Il promotore immobiliare cinese Evergrande ha chiesto ad un tribunale Usa di poter accedere alle garanzie offerte dalla "chapter 15" (procedura del diritto fallimentare statunitense) in modo da proteggersi dalle azioni legali dei creditori e, allo stesso tempo, presentare una ristrutturazione del debito che, nel suo complesso, ha superato i 300 miliardi di dollari. La ristrutturazione del debito offshore ammonta invece a circa 32 miliardi di dollari e comprende obbligazioni, garanzie e obblighi di riacquisto. Un incontro con i creditori per discutere di una proposta di ristrutturazione è previsto a breve.
Perché la notizia fa scalpore? Perché Evergrande, dopo aver rappresentato per la Cina uno dei principali simboli di ciò che sembrava essere uno sviluppo economico inarrestabile e senza fine, adesso sta diventando il simbolo delle difficoltà economiche di quel Paese.
La "bolla" del settore immobiliare cinese non è esplosa adesso, all'improvviso. È da almeno un paio d'anni che le società del settore, Evergrande in testa, sono in difficoltà, con un sempre crescente numero di aziende che non riescono a vendere gli edifici in costruzione, i cui lavori sono adesso fermi, e non riescono a onorare prestiti bancari e obbligazioni.
In tutto il mondo il settore immobiliare è una cartina di tornasole dell'economia, per quanto è interconnesso con altri settori dell'economia. Infatti per costruire un edificio e consegnarlo chiavi in mano non bastano solo cemento o calce e mattoni.

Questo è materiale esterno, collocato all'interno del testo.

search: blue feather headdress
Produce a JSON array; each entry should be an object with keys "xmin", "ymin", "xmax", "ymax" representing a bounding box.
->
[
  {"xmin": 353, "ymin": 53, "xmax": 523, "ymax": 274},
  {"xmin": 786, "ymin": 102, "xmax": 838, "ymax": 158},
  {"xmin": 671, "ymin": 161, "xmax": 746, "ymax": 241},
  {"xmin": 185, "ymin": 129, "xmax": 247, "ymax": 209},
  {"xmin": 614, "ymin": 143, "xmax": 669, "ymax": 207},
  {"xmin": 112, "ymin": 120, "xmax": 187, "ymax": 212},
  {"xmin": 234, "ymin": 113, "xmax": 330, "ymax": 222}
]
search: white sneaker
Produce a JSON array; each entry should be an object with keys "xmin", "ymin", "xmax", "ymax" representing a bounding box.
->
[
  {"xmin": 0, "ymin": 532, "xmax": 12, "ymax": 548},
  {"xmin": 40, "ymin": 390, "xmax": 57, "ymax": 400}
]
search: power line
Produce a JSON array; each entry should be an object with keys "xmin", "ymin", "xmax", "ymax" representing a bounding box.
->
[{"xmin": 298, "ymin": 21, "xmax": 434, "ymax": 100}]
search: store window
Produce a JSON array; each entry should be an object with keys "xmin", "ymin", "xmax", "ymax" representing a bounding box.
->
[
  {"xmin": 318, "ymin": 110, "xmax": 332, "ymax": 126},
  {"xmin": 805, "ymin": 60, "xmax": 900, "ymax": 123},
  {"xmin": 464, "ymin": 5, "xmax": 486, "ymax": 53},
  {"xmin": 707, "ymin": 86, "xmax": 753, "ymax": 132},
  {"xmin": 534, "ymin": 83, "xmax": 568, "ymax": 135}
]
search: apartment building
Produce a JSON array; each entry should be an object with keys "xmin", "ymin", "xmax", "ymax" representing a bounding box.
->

La Cina aveva previsto per il 2023 una crescita del Pil del 5%. Adesso la previsione è scesa al 4,7%... ma visto quanto sta accadendo non è detto che vi sia un ulteriore calo. Tali valori, per le economie occidentali, sono da considerarsi comunque ottimi. Per la Cina, invece, si tratta di una diminuzione della crescita del 50% e più rispetto al passato, quando il Pil correva a doppia cifra.
Inoltre la crisi del settore immobiliare cinese interessa anche gli investimenti non solo del settore bancario e dei piccoli azionisti, ma anche quello di molte grandi aziende, in alcuni casi neppure tanto floride, che vedono così scomparire oltre ai loro investimenti anche le loro garanzie a supporto della loro attività principale.
Un esempio su tutti è quello di Suning, di cui Zhang Jindong (proprietario dell'Inter) è tra i principali azionisti. Nel 2017 Zhang aveva anticipato ad Evergrande circa 2,6 miliardi di euro, sottoscrivendo azioni destinate alla quotazione in borsa, immaginando i futuro copiosi dividendi. Una promessa che Evergrande ha fatto a molte altre aziende cinesi, tanto da aver raccolto circa 16,65 miliardi di euro. La promessa comprendeva anche che tali investimenti sarebbero stati ripagati entro marzo 2021. Inutile aggiungere che nessuno abbia ancora rivisto quei soldi.
Come si può comprendere, la crisi del settore immobiliare cinese può essere una possibile bomba a orologeria che, nel caso dovesse deflagrare, causerebbe una reazione a catena le cui conseguenze potrebbero essere imprevedibili. Della Cina rurale che poco o nulla ha goduto dello sviluppo e del benessere degli ultimi anni, Pechino non ha di che preoccuparsi. Al contrario, della Cina delle grandi città che invece ha visto cambiare radicalmente, in meglio, le proprie condizioni e il proprio stile di vita, Pechino avrebbe di che preoccuparsi nel caso di una grave crisi economica.
E in uno scenario del genere, le ipotesi su come il governo potrebbe reagire non lasciano tranquilli. Infatti, guardando al passato, dittature come la Cina scelgono anche la strada militare per evitare la protesta interna. Xi Jinping potrebbe così decidere di invadere Taiwan per combattere con il nazionalismo le rivendicazioni economiche dei cinesi. È già accaduto in passato, ad esempio in Argentina con le "Maldive", e non sarebbe certo una novità.
Per questo la crisi immobiliare cinese deve preoccuparci e non poco.